Ankreiden könnte man dem Film lediglich, dass er etwas gehetzt wirkt.
Hier und da musste die komplexe Handlung ein wenig angepasst werden, um
es dem Zuschauer etwas leichter zu machen, der Geschichte zu folgen zu,
und trotzdem verlangt er eine Menge Aufmerksamkeit ab. Auch die
Charaktere können sich nicht ganz entfalten. Wie bereits genannt, lernt
man viele Charaktere mit ihren Facetten erst mit der Zeit kennen. In der
Kürze eines Filmes ist dies einfach schwer umsetzbar und so wirkt
Phoenix ein wenig zu verplant und Maya nicht ganz so sympatisch und im
positiven Sinne albern wie in der Vorlage. Auch Edgeworth, welcher
wahrscheinlich den komplexesten Charakter darstellt, will es nicht ganz
gelingen, seine Tiefe zu demonstrieren.


Unterm Strich ist es daher schwer zu sagen, ob „Ace Attorney“ ein Film
für Jedermann oder doch eher für Fans ist.
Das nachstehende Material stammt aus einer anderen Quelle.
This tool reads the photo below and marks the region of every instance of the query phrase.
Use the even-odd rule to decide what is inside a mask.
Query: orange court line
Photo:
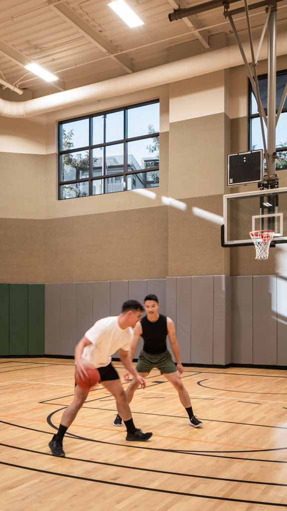
[[[10,416],[9,415],[0,415],[0,416],[7,417],[10,417]],[[12,418],[14,419],[14,417],[12,417]],[[17,417],[16,418],[17,419],[19,419],[20,420],[21,420],[21,421],[30,421],[30,422],[41,422],[41,423],[46,423],[46,421],[41,421],[39,419],[26,419],[26,418],[22,417]],[[59,422],[55,422],[55,424],[59,424],[60,423]],[[117,431],[116,430],[115,430],[114,428],[99,428],[99,427],[96,427],[94,426],[84,426],[84,425],[83,425],[83,424],[76,424],[75,423],[73,423],[73,425],[74,426],[76,426],[77,428],[84,428],[90,429],[95,429],[95,430],[99,430],[100,431],[113,431],[114,433],[125,433],[125,431]],[[158,437],[158,438],[170,438],[171,439],[174,439],[174,440],[186,440],[187,442],[199,442],[200,444],[211,444],[212,445],[214,444],[215,445],[224,446],[226,446],[226,447],[239,447],[241,449],[256,449],[256,450],[259,450],[259,451],[260,451],[260,450],[262,450],[264,449],[264,448],[262,448],[262,447],[260,448],[260,447],[251,447],[250,446],[241,446],[241,445],[237,445],[236,444],[224,444],[224,443],[222,443],[222,442],[211,442],[210,440],[199,440],[199,439],[198,439],[197,438],[197,439],[195,439],[195,438],[184,438],[184,437],[183,438],[182,437],[169,436],[165,435],[157,435],[157,434],[153,434],[153,436]],[[180,450],[180,449],[179,449],[178,450]]]
[[[43,405],[43,406],[37,406],[35,408],[28,408],[28,410],[21,410],[18,412],[13,412],[13,413],[9,413],[9,415],[2,415],[3,417],[12,417],[13,415],[16,415],[16,413],[26,413],[26,412],[31,412],[33,410],[40,410],[40,408],[44,408],[46,406],[50,405],[49,403],[47,403],[46,404]]]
Fans werden aber sicherlich
voll auf ihre Kosten kommen und alle anderen sollten auf jeden Fall
einmal einen Blick riskieren. „Ace Attorney“ ist sicherlich eine der
besten, wenn nicht sogar die beste Videospielverfilmung, die es gibt,
und selbst „Ace Attorney“-Erfinder Shu Takumi ist hellauf begeistert von
dem Film.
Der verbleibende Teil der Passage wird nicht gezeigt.